The Old Guitarist – one of Picasso’s most powerful artistic creations in the feeble form of a blind musician. This beautiful paradox was painted in 1903 in Madrid, a moment in time in which Picasso himself was not only emerging from poverty, but was also recovering from the suicide of his close friend Carlos Casagemas. The gaunt figure of the guitarist can therefore be seen to be a reflection of its creators own mental and physical suffering, perhaps explaining its power as a work of art.

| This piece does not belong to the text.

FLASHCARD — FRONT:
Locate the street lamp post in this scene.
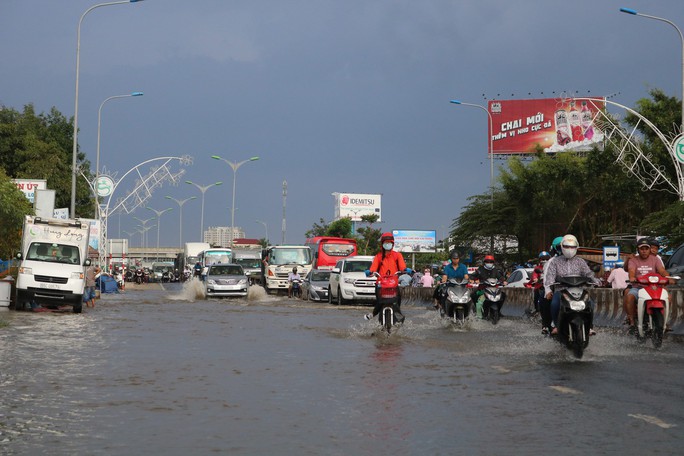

The dominant blue of the painting (marking it as part of Picasso’s melancholic ‘Blue Series’) invokes this sense of grief, forcing us to confront the force of Picasso’s own pain. This impression is clearly displayed in the wilting figure that is the Old Guitarist, head bent and body reclined under the burden of poverty and isolation. Picasso is relentless in his depiction of suffering – the jaunt shoulder of the figure sticking out of his fraying clothes (note how the elongated figure is also reminiscent of the 16th century work of El Greco). Yet, it is also necessary to note the sheer depth behind that same blue that creates such a sense of sadness. In another paradox therefore, the very quality of the painting that makes grief such a potent emotion, is the very same quality that highlights there is more to the Old Guitarist than merely this grief.
Looking into the depth of the painting, one is able to recognise that this isn’t simply a depiction of suffering. This is also a depiction of survival through the soul. The large guitar dominates the forefront of the painting in its browny tone, allowing the frail figure behind it to encase it in a sea of blue. The bent head in this light becomes less a symbol of pain and more an immersion in the music being played – the guitar, and music, are the means through which the figure survives. Picasso is highlighting the idea that in the absence of material plenty and ultimately, sight (the guitar player, remember, is blind), one can take comfort in the soul. In this way, Picasso and his figure have a lot in common. The Old Guitarist was painted in a period where Picasso had very little, and was undergoing a process of artistic evolution (which would eventually lead him to Cubism). His survival was achieved through his soul as a painter, going against convention to achieve a new and exciting artistic vision.
Although some suggest that The Old Guitarist is a depiction of pain and isolation in the extreme, I would argue that it conveys more than this. Of course these themes are prevalent, but Picasso also suggests that the artist might just be able to triumph over these negative forces through the beauty of his craft.